SEGUNDO YO: Tu suerte es mejor que la mía, hermano, porque a mí se me asignó ser el Yo alegre de este loco. Yo río su risa y canto sus horas felices, y con pies, tres veces alados danzo sus más luminosos pensamientos. Soy yo quien debe rebelarse contra una existencia tan fatigosa.

TERCER YO: ¿Y que tendría yo que decir entonces, Yo amoroso, encargado de la antorcha ardiente de pasiones salvajes y fantásticos deseos? Soy yo, el Yo enfermo de amor, quien se rebela contra este loco.

CUARTO YO: Entre todos vosotros, yo soy el más desdichado, porque nada me fue dado sino el abominable odio y el destructivo rencor. Soy yo, el YO tempestuoso, el único nacido en las negras cavernas del Infierno, quien debería protestar de tener que seguir al servicio de un loco.

QUINTO YO: No. Soy yo, el Yo pensante, el Yo imaginario, el Yo hambriento y sediento, el único condenado a vagar sin descanso en busca de cosas desconocidas y de cosas todavía no creadas. Soy yo y no vosotros el que debe rebelarse.

SEXTO YO: ¿Y yo? Soy el Yo trabajador, el insignificante obrero que con sus manos pacientes y sus ojos anhelantes transforma los días en imágenes y da, a los elementos amorfos, formas nuevas y eternas. Soy Yo, el solitario, quien debe rebelarse contra este inquieto loco.

SÉPTIMO YO: Es extraño que todos queráis rebelaros contra este hombre... por tener cada uno de vosotros un destino determinado que cumplir. ¡Ojalá fuera yo como uno de vosotros y tuviera también un Yo con un determinado destino! Pero no tengo ninguno, soy el Yo sin ocupación, el que se sienta en silencio, vacío de Tiempo y Espacio, mientras vosotros estáis ocupados recreando la vida. ¿Sois vosotros o yo, compañeros, quién debe rebelarse?

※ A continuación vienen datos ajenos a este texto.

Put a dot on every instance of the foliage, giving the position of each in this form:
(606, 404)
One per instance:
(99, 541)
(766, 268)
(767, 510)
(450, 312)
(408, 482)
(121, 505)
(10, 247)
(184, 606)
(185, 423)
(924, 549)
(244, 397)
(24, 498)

Después de que el séptimo Yo hubiese hablado, los otros seis le miraron entristecidos, sin decir nada. Cuando la noche se hizo más profunda, uno tras otro se fueron a dormir, arropados en una nueva y satisfecha sumisión. Pero el séptimo Yo permaneció despierto, mirando hacia la nada que está detrás de todas las cosas.